La guerre des pauvres

A travers des phrases-chocs ou des proposi­tions-tests avancées par des ministres ou des parlementaires UMP en mission, les thèmes et les cibles de la campagne présidentielle de Nicolas Sarkozy se précisent. Tout ce qui sera susceptible d’agglomérer les voix les plus à droite à celles de femmes et d’hommes en perte d’espoir collectif sera bon à prendre. Pour tenter de se succéder à lui-même en 2012, le président sortant (soutenu seulement par un français sur trois), cherche son salut dans la division. Si les salariés, qui ont du mal à joindre les deux bouts, pouvaient se retourner contre leurs voisins plus pauvres qu’eux, au lieu de demander des comptes aux actionnaires et aux grands patrons, Sarkozy aurait partie gagnée. 
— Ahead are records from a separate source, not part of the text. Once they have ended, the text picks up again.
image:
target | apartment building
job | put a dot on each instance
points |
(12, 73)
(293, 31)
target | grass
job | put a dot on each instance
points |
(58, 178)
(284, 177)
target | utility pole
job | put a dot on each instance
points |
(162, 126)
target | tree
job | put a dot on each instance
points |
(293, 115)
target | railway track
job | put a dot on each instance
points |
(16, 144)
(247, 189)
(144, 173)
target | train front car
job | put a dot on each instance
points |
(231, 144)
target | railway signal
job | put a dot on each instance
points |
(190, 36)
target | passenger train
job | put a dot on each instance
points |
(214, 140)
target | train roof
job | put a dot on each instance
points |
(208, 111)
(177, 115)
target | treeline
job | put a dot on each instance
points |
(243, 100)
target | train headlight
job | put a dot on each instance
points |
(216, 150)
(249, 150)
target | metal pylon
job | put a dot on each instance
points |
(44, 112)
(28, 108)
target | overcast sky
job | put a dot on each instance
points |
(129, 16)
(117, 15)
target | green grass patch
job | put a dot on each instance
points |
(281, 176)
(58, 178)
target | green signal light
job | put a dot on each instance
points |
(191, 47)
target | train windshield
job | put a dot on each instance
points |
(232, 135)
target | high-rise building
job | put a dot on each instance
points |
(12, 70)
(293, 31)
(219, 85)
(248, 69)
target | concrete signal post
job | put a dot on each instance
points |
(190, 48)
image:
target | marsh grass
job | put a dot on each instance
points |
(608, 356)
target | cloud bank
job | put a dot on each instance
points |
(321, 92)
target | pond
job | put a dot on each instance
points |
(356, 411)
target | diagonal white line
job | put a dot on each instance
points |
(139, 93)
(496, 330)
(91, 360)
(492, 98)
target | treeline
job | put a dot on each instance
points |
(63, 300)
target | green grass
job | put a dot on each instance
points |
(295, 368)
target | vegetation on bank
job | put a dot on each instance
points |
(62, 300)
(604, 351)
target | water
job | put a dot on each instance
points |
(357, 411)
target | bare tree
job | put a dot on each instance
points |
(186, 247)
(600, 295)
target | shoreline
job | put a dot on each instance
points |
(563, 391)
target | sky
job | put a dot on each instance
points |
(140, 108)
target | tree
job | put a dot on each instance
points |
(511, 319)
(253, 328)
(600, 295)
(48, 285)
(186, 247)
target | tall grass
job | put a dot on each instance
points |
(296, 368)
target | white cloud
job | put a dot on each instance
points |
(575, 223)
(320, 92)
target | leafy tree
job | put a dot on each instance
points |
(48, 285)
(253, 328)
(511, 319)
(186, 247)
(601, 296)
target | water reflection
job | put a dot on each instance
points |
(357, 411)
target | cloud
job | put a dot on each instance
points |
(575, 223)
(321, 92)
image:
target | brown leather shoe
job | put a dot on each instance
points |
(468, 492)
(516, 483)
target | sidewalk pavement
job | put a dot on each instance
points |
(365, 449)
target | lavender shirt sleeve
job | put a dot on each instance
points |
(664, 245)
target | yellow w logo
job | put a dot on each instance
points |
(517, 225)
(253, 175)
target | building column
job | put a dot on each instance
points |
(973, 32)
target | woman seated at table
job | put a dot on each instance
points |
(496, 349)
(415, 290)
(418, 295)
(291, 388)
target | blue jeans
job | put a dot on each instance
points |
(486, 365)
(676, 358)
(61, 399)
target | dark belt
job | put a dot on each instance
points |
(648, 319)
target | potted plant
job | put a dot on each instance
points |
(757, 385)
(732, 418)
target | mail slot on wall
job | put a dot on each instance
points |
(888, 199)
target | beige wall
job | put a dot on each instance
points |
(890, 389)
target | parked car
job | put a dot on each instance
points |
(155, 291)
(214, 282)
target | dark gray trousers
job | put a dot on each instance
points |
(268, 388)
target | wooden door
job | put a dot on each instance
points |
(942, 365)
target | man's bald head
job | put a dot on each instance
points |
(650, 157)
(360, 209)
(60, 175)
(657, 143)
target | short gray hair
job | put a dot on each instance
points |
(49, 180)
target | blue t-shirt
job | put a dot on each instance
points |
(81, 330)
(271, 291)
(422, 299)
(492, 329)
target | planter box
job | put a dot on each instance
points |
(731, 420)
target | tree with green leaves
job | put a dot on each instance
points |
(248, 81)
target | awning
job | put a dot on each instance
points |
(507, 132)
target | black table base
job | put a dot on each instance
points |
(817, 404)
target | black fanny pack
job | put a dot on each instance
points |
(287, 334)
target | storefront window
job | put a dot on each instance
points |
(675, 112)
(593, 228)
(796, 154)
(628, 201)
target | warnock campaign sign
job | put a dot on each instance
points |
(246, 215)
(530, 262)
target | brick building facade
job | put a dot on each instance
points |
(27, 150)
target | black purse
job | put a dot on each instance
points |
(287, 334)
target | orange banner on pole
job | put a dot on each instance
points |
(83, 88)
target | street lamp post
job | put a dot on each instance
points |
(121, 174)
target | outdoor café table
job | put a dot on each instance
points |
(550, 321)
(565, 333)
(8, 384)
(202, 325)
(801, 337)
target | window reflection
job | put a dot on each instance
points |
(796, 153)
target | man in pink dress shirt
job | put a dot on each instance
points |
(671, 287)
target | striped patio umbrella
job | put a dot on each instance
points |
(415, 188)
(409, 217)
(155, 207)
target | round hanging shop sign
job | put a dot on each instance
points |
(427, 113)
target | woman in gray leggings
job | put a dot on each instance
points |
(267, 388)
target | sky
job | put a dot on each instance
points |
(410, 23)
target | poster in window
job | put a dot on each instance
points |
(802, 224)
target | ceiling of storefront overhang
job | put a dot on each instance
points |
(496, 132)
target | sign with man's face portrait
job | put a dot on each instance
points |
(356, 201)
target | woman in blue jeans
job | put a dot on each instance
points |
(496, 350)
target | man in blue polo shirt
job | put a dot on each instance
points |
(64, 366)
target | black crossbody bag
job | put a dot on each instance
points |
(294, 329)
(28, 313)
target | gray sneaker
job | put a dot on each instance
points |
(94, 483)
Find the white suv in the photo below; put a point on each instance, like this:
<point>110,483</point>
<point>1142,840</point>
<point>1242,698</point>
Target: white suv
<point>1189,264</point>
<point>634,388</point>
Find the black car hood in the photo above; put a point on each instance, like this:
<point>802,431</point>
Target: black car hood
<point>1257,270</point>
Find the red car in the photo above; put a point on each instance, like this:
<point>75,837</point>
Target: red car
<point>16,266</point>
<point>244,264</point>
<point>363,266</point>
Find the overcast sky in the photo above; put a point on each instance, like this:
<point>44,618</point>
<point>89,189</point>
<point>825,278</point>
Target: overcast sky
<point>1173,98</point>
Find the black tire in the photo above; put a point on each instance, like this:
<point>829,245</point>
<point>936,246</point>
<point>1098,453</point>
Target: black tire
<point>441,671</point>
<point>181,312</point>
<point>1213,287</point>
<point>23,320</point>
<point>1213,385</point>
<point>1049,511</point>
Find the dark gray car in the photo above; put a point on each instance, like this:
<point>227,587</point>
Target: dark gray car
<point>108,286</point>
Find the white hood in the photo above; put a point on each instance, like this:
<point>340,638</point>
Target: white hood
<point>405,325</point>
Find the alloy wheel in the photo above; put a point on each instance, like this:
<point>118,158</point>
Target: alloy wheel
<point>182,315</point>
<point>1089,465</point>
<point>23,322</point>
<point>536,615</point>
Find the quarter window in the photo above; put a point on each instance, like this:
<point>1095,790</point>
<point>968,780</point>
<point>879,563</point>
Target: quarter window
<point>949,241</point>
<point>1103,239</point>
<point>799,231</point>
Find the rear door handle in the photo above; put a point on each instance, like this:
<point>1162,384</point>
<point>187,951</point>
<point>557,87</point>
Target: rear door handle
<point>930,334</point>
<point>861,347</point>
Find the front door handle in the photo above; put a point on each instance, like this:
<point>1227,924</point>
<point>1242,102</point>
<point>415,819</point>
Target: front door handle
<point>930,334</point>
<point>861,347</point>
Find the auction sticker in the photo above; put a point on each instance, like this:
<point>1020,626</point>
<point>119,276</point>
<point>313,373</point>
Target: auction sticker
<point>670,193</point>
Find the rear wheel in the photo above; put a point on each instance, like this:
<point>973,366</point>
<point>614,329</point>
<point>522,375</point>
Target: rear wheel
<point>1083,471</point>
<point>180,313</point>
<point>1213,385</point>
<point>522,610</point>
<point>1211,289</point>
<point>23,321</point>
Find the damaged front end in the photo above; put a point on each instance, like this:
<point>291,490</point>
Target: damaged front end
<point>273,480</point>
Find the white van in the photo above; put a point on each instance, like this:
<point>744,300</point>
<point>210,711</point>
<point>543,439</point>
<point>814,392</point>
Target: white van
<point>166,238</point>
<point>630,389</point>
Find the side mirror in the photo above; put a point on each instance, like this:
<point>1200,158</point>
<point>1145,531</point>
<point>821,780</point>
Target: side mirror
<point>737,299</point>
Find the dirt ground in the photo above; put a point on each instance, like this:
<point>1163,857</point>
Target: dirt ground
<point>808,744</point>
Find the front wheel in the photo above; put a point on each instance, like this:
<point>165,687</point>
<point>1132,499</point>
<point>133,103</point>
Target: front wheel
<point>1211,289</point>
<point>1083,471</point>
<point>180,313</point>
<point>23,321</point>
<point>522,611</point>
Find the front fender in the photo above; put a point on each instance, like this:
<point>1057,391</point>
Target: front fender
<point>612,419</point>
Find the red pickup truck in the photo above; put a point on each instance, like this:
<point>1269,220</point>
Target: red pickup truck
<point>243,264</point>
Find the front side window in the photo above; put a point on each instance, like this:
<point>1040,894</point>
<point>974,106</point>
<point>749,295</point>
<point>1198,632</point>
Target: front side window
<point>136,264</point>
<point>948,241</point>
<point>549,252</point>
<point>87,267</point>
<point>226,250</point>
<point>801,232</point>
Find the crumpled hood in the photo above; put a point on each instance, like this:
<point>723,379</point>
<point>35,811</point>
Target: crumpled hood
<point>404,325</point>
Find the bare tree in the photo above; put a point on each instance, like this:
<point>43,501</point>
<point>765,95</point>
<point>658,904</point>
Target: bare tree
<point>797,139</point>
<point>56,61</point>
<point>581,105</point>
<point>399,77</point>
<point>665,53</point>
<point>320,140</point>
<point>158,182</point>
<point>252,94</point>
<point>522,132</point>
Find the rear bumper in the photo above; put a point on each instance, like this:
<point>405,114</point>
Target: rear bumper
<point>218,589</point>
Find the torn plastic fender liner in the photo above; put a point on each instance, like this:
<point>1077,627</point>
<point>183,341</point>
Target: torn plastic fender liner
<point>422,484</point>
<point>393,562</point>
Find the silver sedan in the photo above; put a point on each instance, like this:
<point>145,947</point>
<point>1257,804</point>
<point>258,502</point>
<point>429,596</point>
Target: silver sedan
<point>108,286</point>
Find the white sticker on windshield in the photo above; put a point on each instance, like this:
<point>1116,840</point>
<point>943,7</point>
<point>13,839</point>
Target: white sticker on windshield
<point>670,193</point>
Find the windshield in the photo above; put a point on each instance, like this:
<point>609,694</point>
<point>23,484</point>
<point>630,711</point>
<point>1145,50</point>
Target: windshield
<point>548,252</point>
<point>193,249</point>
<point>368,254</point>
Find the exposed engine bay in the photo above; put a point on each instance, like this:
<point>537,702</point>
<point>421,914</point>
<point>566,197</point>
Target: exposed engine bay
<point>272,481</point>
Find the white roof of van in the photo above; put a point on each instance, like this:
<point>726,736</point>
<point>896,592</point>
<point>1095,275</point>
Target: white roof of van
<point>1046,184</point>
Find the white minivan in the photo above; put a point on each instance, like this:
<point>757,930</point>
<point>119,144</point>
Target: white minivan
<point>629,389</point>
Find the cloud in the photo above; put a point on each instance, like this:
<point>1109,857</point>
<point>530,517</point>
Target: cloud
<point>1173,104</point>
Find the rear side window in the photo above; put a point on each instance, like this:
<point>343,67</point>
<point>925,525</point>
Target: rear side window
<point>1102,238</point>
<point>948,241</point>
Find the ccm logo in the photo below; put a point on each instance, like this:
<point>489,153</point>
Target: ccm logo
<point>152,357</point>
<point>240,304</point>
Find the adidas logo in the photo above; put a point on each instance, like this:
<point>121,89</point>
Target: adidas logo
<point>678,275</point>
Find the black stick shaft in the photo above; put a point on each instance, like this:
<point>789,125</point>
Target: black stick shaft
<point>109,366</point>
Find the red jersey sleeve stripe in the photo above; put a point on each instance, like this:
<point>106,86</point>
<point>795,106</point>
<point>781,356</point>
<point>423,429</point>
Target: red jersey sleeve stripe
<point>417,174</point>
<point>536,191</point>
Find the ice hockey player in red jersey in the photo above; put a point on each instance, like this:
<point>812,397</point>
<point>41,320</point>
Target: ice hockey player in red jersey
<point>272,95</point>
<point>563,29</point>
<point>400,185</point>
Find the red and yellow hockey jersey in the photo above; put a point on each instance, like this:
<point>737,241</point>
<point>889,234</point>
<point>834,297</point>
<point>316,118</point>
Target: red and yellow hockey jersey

Le RSA (revenu de solidarité active) est devenu le symbole de «la France des assistés». Une enquête du Figaro Magazine véhicule les pires anecdotes de comptoir pour marteler que les allocataires des 470 euros mensuels du RSA seraient des profiteurs scotchés sur leur canapé et passant leurs vacances à Bali aux frais de «ceux qui tirent leurs revenus du travail». Le mépris de classe n’est pas chose nouvelle. Mais aujourd’hui, cette campagne, dont le Figaro Magazine donne le ton idéologique, vise à désolidariser le salarié mal payé du chômeur contraint de survivre avec des allocations. Tant que le débat reste à ce niveau, le gouvernement est tranquille et les patrons sont exonérés de toute responsabilité dans la politique de bas salaires. Les 8 millions de travailleurs pauvres, les 13 % de Français qui galèrent en dessous du seuil de pauvreté sont le résultat de la politique de soumission aux marchés financiers et au Medef. C’est ce que la démagogie de la droite sarkozyenne tente de cacher derrière un écran de fumée. En déclarant que «l’assistanat est le cancer de la société française», Laurent Wauquiez n’a pas commis un écart de langage, mais lancé un ballon d’essai à destination de l’opinion de droite et d’extrême droite. La proposition de Jean-François Copé, secrétaire général de l’UMP de contraindre les chômeurs de longue durée à des heures de travail gratuit, vise à entretenir le climat de suspicion et les réflexes simplistes et à encourager le popu­lisme.
Pendant ce temps, plus discrètement, les députés débattent du projet du gouvernement d’allégement de l’impôt de solidarité sur la fortune (ISF). Mais solidarité bien ordonnée commence par sa caste. Derrière le jeu de rôle au sein de la majorité parlementaire sur la prise en compte, ou non, des œuvres d’art dans le patrimoine imposable, une chose est sûre: les nantis seront largement récompensés de la suppression du bouclier fiscal. Et dans ce domaine, l’assistance que leur prodigue la société ne se mesure pas en centaines d’euros, mais en dizaines voire en centaines de milliers de cadeaux fiscaux.